The huanglongbing (more commonly known as HLB or citrus greening) crisis continues to spread across the United States. The disease, which infects citrus trees and causes fruit to turn green and bitter, leaving it inedible, has spread rapidly across Florida after devastating citrus production in Thailand, Vietnam, Saudi Arabia, the Philippines, Indonesia, and southern China. The discovery of the disease in Los Angeles, California, in 2012 suggests that the future of California citrus may also be in jeopardy. The bacterial disease is highly infectious and there is no cure. The only treatment to date is to remove infected trees and quarantine infected areas, hoping to ride the disease out. No citrus variety has been found with natural resistance to the disease.

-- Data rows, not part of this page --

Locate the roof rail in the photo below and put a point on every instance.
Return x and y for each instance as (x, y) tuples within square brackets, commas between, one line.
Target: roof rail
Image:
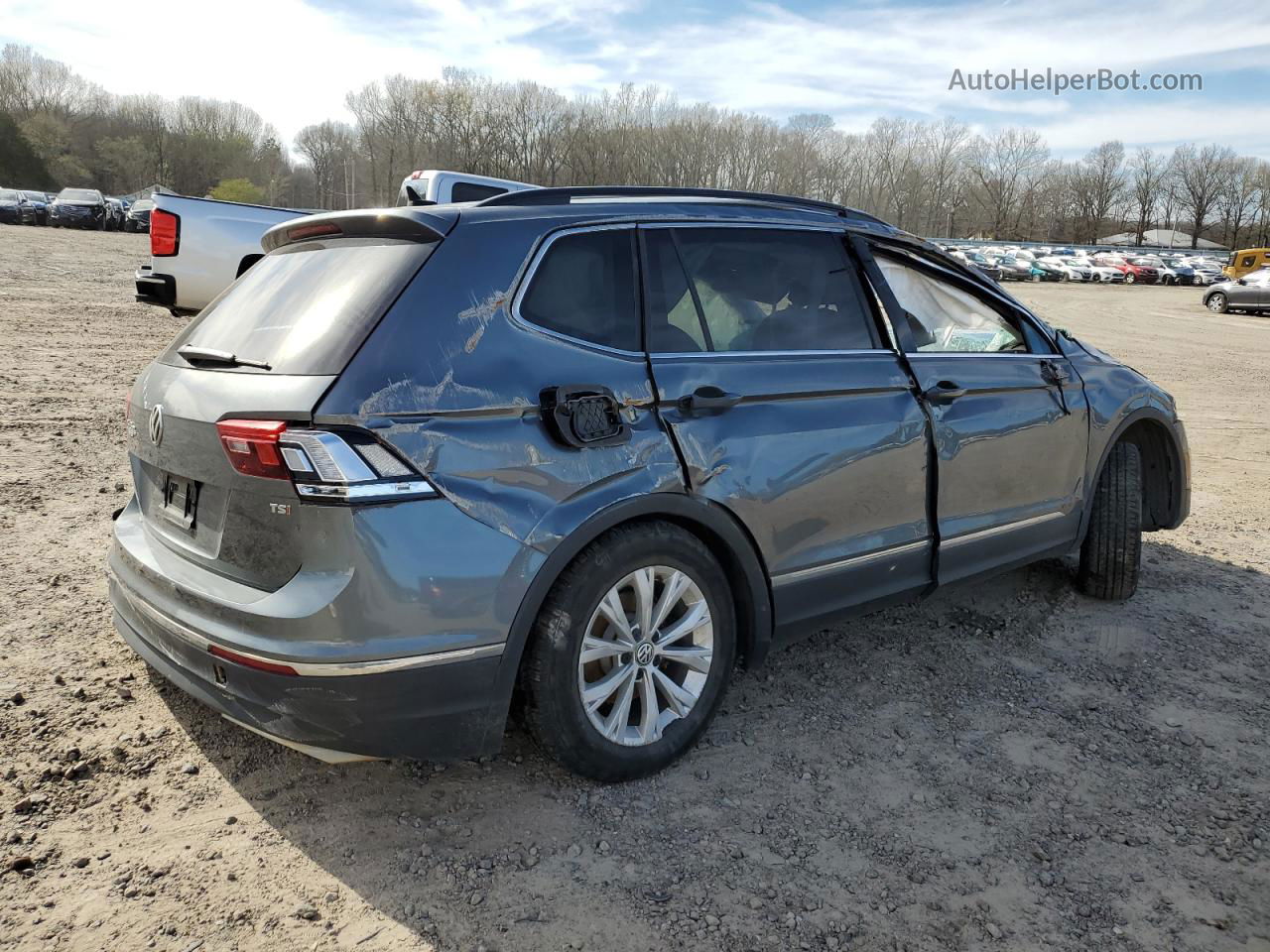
[(564, 195)]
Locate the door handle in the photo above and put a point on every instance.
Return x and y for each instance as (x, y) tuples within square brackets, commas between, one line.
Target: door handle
[(944, 393), (707, 399), (1055, 372)]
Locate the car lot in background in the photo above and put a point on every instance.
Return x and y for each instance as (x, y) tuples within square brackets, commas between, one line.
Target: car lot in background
[(887, 780), (1250, 294), (114, 214), (40, 202), (139, 214), (79, 208)]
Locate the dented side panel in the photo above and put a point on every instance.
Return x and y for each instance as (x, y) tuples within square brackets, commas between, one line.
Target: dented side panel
[(453, 380), (824, 460)]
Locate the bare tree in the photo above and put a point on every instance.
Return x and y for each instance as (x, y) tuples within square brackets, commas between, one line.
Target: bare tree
[(1201, 175), (1002, 169), (1148, 172)]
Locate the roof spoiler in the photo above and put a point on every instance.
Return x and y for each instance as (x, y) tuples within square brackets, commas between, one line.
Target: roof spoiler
[(402, 223)]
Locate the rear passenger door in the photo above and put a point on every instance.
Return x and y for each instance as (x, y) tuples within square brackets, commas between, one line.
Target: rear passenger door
[(1008, 417), (789, 409)]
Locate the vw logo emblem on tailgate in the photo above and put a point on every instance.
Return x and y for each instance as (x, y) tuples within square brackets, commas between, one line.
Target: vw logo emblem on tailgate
[(157, 424)]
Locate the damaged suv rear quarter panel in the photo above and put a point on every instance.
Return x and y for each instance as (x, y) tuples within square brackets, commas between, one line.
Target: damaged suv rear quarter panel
[(452, 380)]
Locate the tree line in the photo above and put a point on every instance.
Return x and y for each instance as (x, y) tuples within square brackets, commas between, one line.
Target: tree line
[(938, 179)]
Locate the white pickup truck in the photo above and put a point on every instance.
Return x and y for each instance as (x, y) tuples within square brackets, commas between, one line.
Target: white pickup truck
[(199, 245)]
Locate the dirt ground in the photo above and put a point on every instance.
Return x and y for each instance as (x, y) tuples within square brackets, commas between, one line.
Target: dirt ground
[(1006, 766)]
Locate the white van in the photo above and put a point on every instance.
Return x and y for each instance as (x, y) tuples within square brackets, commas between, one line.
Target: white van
[(199, 245), (437, 186)]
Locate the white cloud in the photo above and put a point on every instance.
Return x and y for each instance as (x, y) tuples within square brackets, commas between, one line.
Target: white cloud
[(294, 62)]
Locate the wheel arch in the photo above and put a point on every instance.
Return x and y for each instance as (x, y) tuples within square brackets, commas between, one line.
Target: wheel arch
[(717, 529), (1164, 470)]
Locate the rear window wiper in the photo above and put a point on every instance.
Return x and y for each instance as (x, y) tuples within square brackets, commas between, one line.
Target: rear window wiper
[(206, 354)]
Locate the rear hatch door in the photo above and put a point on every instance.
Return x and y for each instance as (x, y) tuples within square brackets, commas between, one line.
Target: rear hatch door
[(266, 349)]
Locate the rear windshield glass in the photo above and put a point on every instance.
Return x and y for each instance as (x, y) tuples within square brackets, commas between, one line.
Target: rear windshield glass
[(304, 308)]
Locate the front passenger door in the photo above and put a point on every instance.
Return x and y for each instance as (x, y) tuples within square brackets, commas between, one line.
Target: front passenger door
[(1008, 420)]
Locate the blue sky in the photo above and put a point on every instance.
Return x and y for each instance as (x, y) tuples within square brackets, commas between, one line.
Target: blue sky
[(294, 60)]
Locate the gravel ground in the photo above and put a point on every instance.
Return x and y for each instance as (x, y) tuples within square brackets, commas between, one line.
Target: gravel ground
[(1005, 766)]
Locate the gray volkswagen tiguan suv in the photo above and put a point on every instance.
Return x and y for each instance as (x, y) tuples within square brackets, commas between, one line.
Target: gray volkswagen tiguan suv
[(589, 448)]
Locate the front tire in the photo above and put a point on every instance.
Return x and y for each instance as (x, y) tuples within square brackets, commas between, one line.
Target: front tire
[(631, 653), (1111, 552)]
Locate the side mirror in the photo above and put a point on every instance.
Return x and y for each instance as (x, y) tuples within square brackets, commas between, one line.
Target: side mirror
[(414, 198)]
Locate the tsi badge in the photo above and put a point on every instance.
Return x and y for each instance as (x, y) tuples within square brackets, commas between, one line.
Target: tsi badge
[(157, 424)]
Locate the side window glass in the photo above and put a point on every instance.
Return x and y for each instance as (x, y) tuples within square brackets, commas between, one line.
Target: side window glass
[(944, 318), (675, 325), (747, 290), (471, 191), (584, 287)]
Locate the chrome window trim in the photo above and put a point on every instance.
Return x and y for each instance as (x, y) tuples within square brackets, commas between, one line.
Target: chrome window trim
[(310, 669), (526, 280), (667, 354), (978, 535), (740, 223), (982, 353), (816, 570)]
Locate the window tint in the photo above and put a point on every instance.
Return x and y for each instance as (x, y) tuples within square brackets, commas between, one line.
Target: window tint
[(738, 290), (584, 287), (944, 317), (470, 191), (305, 307)]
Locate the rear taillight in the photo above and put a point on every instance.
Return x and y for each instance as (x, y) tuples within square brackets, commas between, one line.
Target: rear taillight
[(252, 447), (164, 234), (324, 466)]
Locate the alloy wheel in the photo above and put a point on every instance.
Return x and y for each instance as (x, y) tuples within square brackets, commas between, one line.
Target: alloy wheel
[(645, 655)]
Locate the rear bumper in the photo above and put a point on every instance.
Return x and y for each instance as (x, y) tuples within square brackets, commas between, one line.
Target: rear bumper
[(395, 654), (155, 289), (436, 712)]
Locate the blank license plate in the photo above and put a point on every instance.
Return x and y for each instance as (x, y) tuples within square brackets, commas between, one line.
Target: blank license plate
[(180, 500)]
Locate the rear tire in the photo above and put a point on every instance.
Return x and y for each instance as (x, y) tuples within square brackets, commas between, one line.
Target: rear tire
[(556, 675), (1111, 552)]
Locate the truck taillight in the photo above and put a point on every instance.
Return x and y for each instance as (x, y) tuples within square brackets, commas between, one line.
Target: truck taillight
[(164, 234), (324, 466)]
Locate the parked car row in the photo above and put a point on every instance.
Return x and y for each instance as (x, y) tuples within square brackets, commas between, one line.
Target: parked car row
[(1014, 263), (73, 208), (1250, 294)]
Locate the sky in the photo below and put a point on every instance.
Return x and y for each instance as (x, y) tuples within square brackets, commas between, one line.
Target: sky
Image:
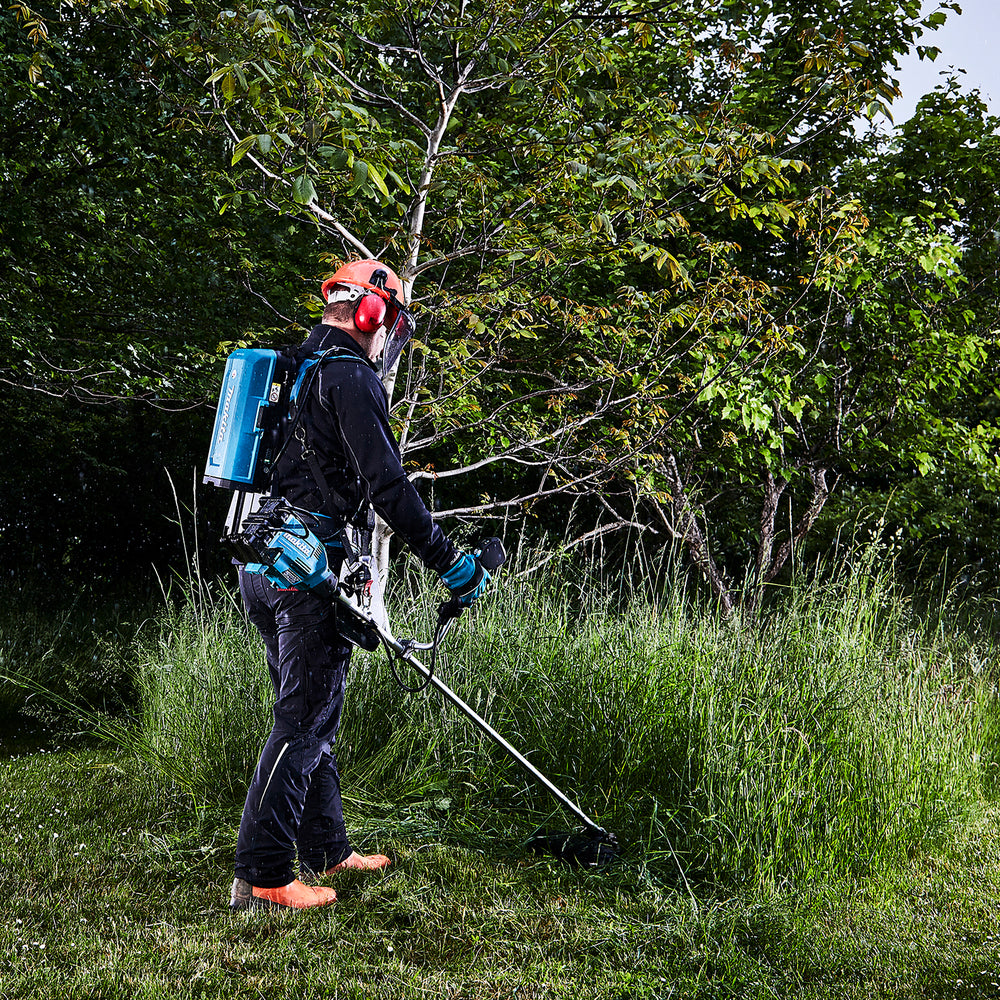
[(968, 41)]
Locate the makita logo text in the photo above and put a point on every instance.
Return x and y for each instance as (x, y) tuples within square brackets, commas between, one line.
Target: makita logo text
[(224, 419)]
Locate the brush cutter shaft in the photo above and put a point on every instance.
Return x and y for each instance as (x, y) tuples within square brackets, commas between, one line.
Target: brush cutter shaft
[(405, 652)]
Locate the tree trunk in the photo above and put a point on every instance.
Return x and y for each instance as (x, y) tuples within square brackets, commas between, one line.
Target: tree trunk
[(688, 530)]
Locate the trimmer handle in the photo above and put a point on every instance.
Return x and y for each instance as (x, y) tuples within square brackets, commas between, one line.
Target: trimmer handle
[(491, 555)]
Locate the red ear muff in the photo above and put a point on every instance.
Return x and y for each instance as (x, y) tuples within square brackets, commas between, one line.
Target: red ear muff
[(369, 314)]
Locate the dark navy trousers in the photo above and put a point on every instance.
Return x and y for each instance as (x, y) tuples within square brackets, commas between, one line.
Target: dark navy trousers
[(294, 798)]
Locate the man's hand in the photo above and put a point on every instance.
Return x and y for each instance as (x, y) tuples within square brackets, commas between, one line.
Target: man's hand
[(466, 579)]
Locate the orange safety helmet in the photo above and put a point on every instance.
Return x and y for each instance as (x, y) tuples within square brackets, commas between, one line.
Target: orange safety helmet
[(380, 302)]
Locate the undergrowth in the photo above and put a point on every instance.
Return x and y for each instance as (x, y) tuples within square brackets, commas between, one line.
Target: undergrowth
[(823, 739)]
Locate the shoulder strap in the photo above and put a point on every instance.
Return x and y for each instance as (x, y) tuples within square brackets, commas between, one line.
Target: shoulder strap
[(303, 384)]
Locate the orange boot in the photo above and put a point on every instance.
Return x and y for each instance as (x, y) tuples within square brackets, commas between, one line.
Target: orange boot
[(361, 863), (296, 895)]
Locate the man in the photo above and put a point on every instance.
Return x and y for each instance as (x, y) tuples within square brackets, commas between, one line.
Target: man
[(341, 461)]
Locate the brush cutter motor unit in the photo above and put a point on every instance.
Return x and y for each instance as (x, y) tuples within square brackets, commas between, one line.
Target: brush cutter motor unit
[(274, 542)]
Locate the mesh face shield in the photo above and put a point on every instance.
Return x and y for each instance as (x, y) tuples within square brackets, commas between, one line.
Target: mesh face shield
[(396, 338)]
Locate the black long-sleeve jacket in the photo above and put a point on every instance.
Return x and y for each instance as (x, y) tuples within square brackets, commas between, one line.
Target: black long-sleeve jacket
[(345, 421)]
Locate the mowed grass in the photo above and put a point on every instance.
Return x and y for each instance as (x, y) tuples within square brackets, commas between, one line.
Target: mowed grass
[(108, 893), (804, 799)]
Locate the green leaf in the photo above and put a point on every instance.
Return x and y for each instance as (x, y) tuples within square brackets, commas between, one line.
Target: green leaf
[(303, 190)]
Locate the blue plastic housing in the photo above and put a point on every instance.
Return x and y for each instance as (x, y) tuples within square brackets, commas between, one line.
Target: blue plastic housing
[(240, 452)]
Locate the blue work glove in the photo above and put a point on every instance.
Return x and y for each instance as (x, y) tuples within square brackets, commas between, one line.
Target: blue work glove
[(466, 579)]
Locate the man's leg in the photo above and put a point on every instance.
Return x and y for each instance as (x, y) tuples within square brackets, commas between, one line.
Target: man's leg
[(299, 631)]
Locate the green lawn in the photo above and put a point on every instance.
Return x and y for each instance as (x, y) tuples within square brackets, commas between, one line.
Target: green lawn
[(110, 890)]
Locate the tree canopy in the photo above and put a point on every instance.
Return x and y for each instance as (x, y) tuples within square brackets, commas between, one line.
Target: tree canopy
[(662, 273)]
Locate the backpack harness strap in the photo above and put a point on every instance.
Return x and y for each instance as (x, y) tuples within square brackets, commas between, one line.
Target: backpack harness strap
[(331, 498)]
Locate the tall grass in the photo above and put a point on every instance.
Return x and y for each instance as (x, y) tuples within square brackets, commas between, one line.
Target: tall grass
[(822, 738)]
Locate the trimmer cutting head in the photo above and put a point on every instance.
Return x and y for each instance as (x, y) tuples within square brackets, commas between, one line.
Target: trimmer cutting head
[(592, 848)]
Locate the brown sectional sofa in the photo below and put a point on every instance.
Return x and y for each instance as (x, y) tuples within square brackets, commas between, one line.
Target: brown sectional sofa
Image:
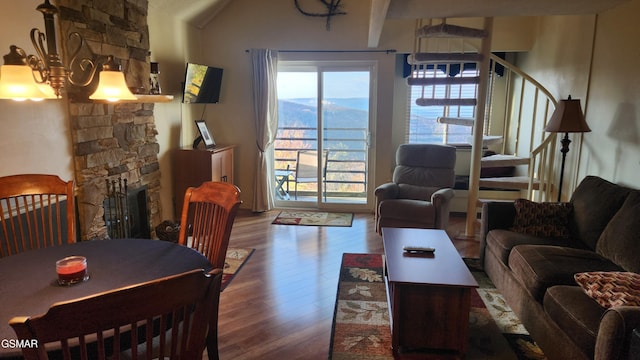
[(536, 273)]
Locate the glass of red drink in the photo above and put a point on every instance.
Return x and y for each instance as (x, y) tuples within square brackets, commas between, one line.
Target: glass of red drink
[(71, 270)]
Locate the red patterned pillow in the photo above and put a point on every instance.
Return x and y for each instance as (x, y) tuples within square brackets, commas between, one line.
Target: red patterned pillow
[(542, 219), (611, 288)]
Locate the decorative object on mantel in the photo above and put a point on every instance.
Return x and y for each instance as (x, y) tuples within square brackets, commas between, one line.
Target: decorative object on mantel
[(333, 8), (154, 79), (27, 76), (567, 117)]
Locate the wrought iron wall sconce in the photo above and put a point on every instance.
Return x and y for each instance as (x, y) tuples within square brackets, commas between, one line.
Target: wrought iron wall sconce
[(44, 76)]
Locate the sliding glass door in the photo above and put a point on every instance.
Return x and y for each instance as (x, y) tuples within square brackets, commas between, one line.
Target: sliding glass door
[(322, 147)]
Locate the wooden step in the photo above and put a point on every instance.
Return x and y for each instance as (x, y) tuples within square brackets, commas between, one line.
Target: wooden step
[(448, 30), (501, 160), (439, 58), (427, 81), (514, 182), (446, 102)]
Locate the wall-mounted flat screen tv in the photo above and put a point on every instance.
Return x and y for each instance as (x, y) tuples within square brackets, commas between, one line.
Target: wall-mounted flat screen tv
[(201, 84)]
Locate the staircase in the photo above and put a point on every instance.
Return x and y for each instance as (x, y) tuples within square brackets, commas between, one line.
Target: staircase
[(510, 112)]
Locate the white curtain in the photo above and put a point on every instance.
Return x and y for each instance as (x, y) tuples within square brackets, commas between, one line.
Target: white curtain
[(265, 107)]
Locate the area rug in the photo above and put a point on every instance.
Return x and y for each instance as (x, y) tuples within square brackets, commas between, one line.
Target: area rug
[(361, 328), (234, 260), (313, 218)]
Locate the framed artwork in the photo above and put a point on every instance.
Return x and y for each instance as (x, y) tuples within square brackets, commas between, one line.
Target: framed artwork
[(205, 135)]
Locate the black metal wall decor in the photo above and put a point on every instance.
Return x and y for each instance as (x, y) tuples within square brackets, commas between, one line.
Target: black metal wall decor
[(334, 7)]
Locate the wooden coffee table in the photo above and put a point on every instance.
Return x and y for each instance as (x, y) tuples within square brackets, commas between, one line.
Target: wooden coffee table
[(429, 295)]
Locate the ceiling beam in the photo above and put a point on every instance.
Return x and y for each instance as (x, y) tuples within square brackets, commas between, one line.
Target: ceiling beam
[(378, 14)]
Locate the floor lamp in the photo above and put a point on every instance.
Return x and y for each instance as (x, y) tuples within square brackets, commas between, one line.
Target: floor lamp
[(567, 117)]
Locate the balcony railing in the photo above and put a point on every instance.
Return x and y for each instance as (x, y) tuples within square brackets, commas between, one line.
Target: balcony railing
[(346, 170)]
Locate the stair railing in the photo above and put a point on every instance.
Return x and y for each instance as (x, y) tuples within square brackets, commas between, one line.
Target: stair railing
[(542, 156)]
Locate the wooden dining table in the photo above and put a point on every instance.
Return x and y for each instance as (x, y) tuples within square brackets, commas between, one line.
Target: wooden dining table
[(28, 280)]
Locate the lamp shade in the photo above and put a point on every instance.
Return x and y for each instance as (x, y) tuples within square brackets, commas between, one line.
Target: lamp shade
[(17, 83), (112, 87), (568, 117)]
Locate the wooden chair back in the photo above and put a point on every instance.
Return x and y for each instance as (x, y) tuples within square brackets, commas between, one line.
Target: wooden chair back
[(163, 318), (36, 211), (208, 213)]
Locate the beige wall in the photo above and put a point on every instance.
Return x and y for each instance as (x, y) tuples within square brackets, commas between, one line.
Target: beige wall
[(242, 25), (173, 42), (612, 150), (595, 60), (35, 135)]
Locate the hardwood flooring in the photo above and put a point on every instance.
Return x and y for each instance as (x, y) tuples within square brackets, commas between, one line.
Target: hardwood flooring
[(281, 303)]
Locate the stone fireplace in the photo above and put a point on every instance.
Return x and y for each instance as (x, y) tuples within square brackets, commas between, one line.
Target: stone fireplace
[(112, 141)]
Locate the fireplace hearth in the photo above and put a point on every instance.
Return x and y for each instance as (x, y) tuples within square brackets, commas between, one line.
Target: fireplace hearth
[(126, 211)]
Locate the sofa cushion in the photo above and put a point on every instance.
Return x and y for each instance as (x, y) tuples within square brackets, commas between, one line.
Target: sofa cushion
[(595, 201), (500, 242), (620, 241), (545, 219), (539, 267), (575, 313), (611, 288)]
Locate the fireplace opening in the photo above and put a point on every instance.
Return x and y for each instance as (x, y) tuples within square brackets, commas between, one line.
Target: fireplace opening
[(126, 211)]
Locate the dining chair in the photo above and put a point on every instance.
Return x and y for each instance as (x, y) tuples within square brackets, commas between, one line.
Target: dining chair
[(207, 218), (36, 211), (158, 319)]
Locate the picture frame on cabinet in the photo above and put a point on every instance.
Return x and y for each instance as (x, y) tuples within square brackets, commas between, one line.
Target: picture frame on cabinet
[(205, 135)]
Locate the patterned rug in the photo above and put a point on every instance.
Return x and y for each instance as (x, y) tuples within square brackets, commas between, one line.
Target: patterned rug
[(234, 260), (361, 327), (313, 218)]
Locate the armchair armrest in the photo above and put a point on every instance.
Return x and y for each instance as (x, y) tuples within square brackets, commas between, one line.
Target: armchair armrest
[(441, 199), (442, 195), (386, 191), (615, 332)]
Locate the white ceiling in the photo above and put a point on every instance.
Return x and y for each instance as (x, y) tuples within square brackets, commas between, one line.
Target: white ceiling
[(200, 12)]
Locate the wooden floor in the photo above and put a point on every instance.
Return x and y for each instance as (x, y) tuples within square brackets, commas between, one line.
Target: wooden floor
[(281, 303)]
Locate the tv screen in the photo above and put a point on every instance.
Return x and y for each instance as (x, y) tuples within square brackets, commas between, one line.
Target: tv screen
[(202, 84)]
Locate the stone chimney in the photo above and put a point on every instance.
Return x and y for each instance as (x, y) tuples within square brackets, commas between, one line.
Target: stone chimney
[(111, 141)]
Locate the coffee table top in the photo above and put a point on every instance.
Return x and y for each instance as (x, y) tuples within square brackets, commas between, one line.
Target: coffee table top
[(444, 267)]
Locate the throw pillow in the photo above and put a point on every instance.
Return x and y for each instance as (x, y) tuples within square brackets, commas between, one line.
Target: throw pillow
[(611, 288), (545, 219)]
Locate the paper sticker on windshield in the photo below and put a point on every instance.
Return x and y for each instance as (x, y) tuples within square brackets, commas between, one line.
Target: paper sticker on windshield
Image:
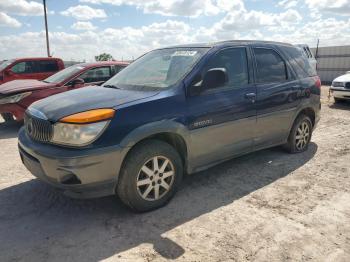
[(185, 53)]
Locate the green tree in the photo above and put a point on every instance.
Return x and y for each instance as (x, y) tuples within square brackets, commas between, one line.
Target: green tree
[(104, 57)]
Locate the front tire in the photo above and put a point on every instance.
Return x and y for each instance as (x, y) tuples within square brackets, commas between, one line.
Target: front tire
[(150, 176), (7, 117), (300, 135)]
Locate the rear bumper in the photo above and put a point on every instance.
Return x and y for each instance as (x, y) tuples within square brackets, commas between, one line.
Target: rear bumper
[(16, 110), (79, 173), (340, 93)]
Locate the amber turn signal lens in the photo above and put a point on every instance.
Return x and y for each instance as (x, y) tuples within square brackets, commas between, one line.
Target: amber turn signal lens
[(91, 116)]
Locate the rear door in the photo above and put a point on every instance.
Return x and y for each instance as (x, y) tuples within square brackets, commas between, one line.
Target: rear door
[(222, 120), (277, 96)]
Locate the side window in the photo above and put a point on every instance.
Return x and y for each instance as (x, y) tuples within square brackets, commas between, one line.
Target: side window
[(270, 66), (117, 69), (299, 62), (100, 74), (23, 68), (46, 66), (234, 60)]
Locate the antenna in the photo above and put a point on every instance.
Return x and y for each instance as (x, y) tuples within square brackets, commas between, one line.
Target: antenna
[(46, 29)]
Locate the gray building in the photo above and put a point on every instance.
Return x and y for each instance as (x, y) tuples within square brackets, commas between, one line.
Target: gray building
[(332, 61)]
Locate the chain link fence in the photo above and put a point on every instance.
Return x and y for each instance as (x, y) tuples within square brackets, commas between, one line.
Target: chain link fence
[(332, 61)]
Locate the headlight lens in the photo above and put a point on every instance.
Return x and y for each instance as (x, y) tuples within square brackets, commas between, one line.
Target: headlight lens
[(82, 128), (77, 134), (14, 98)]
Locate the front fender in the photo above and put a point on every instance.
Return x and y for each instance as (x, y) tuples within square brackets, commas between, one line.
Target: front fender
[(150, 129)]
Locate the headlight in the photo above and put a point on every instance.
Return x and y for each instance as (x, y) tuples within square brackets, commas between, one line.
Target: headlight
[(83, 128), (14, 98)]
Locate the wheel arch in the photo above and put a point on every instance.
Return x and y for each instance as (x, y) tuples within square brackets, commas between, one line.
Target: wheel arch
[(170, 132)]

While some success has been found using high doses of antibiotics and insecticides (the disease is often transmitted through the saliva of the Asian citrus psyllid, an aphid-sized insect). Recent research suggests that a transgentic orange containing a spinach gene may convey resistance to the citrus greening disease. But growers are concerned that public resistance to genetically modified foods may curtail acceptance of the new orange variety.
It’s an interesting test case for the status of genetically modified crops in the United States. The problem faced by the biotech industry is that there has never been a GM crop with clear benefits to the consumer. The commercialized traits to date have all centered on production characteristics—primarily insect resistance and herbicide tolerance. While these traits may make the production process easier, they carry no real benefit for the consumer who eats the GM food. With the HLB resistant orange, though, we start to see a clearer need for the technology. Indeed, as one researcher put it, “People are either going to drink transgenic orange juice or their going to drink apple juice.”